Another son, Robert Ram (fl. 1655), graduated at Trinity College, Dublin, and took orders. While still an undergraduate he was presented to the prebend of Crosspatrick by his father, but he held it only three or four years. He was minister of Spalding in Lincolnshire at or soon after the outbreak of the civil war, his politics and religious views being such as suited the parliamentary leaders. On 31 Jan. 1642–3 Ram wrote to the people of Croyland condemning their folly in resisting the parliament. The Croylanders replied by attacking Spalding and carrying off Ram and others on 25 March. On 13 April Croyland repulsed an attack, and Ram was near being shot by his own friends. On the 25th Cromwell appeared, and the Croylanders placed their prisoners bound on the top of the breastwork; but the place quickly surrendered, and they were delivered.

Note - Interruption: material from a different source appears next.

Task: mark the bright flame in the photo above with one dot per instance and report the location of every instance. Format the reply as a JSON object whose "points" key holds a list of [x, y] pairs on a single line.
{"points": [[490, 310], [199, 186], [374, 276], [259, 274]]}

In 1644 Ram published the ‘Soldiers' Catechism, composed for the Parliament's army,’ which had a great circulation, and passed through many editions. A parody appeared in 1645, containing Ram's questions with such answers as ‘I fight to rescue the king out of the hands of his and the kingdom's friends, and to destroy the laws and liberties of my country,’ and ‘The ill-will I bear to my country moves me to take up arms.’ Ram's catechism was republished in 1684 by John Turner, with a preface in refutation, and a fulsome dedication to Jeffries. Turner says Ram's catechism was virtually official, and had done much harm in its day. In 1645 Ram published, in quarto, ‘Pædobaptism, or a Defence of Infant Baptism,’ dedicated to Colonel Edward Rossiter, whose chaplain he was. It is a learned treatise against the anabaptists, urging the unbroken usage of thirteen hundred years, and the practical agreement of fathers, old divines, and modern protestant authorities. On 27 March 1646, a day of humiliation for the army before Newark, he preached a sermon at Balderton, which was published in quarto. The text was ‘Do violence to no man, neither accuse any falsely, and be content with your wages.’ The political argument is the same as that in the ‘Soldiers' Catechism.’ The king is the highest person, but the parliament the highest power, and every soul is bound to be subject to the higher powers. The sermon was preached in presence and by command of the committee of both houses accompanying the army. In 1655 Ram was still minister of Spalding, being nearly sixty years of age, and published the ‘Country-man's Catechism,’ with a dedication to his parishioners, which seems to be his last appearance as an author.

[Ware's Irish Bishops, ed. Harris; Cotton's Fasti Ecclesiæ Hiberniæ, vol. ii.; Morrin's Cal. of Irish Patent Rolls, Charles I; Mant's Hist. of Irish Church; Cooper's Memorials of Cambridge—King's College; Bishop Ram's account of his diocese in 1612, printed in App. to 2nd Rep. of Commissioners on Public Records of Ireland; Divers Remarkable Passages, &c., by Robert Ram, London, 3 June 1643.]